Дядя Сева любит смешное, и Лиза видит, что он выжидательно поглядывает на гостя: не будет ли еще чего? Но тот приподнимает со стола папиросную, с просвечивающимся фиолетовым шрифтом бумагу, и они говорят - видимо, продолжают ранее начатый разговор - о каких-то асинхронных и фланцевых двигателях.
Вскоре посетитель поднялся. Провожая, дядя Сева подхватил с подоконника раскрытую белую коробку с коричневыми конфетами.
- Вот новость у нас на фабрике! Попробуйте-ка!
Драже на пшеницу накатали! Говорят, лучше ореха...
Гость поблагодарил, но без охоты поднес коричневую горошину к толстым губам. Он кивнул Лизе-та, привстав, поклонилась- и вышел.

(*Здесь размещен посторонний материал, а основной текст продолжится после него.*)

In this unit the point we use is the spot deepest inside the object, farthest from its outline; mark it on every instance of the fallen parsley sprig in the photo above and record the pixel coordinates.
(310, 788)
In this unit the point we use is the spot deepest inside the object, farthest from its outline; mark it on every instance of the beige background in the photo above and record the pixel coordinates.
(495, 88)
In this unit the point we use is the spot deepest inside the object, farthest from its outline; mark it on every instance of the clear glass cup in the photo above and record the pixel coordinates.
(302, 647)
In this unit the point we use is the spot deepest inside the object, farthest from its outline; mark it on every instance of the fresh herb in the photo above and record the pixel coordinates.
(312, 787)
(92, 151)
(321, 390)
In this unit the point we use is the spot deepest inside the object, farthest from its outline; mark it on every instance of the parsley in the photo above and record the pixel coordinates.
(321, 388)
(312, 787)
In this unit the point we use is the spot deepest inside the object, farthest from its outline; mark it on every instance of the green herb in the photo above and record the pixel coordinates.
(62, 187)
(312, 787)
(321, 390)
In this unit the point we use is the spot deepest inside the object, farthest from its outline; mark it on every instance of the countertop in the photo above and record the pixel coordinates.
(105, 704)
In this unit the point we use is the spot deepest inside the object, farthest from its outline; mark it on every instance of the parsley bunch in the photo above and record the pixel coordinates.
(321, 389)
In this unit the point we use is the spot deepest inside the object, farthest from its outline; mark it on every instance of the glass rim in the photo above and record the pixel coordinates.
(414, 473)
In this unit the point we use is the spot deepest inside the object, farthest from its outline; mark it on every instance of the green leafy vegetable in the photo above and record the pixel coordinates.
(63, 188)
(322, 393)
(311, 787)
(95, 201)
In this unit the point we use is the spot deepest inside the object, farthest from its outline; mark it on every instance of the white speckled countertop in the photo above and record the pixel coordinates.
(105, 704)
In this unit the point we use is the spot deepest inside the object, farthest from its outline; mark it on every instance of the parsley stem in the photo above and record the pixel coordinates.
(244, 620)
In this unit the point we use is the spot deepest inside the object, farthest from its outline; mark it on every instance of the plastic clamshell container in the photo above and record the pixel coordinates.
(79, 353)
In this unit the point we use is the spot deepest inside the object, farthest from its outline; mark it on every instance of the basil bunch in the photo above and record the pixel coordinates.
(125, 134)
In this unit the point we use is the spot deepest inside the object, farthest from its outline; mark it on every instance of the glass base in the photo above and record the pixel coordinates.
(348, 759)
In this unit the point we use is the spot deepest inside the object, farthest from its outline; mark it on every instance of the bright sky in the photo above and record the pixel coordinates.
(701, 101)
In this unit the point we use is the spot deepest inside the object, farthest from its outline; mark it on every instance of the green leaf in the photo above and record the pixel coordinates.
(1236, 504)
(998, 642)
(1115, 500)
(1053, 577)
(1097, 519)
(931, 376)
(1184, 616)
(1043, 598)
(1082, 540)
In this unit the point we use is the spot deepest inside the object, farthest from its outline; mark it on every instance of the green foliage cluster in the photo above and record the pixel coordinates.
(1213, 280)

...Бывают такие встречи. Мы видим человека мельком, пусть даже сидим с ним рядом в долгом пути вагона, но вот он уходит, исчезает, мимоходный, случайный, даже память его не удерживает. Проходит время - и вдруг он возникает снова, уже другой для нас...
- Вот, учись жить! - громко сказал Всеволод Васильевич, с шумом возвращаясь в комнату. - Обычно директор фабрики сидит на лишнем оборудовании, как жадюга, ни себе, ни людям, а этот вот, Кузнецов, предлагает и нам и "Новой заре". Может, мы ему приятели?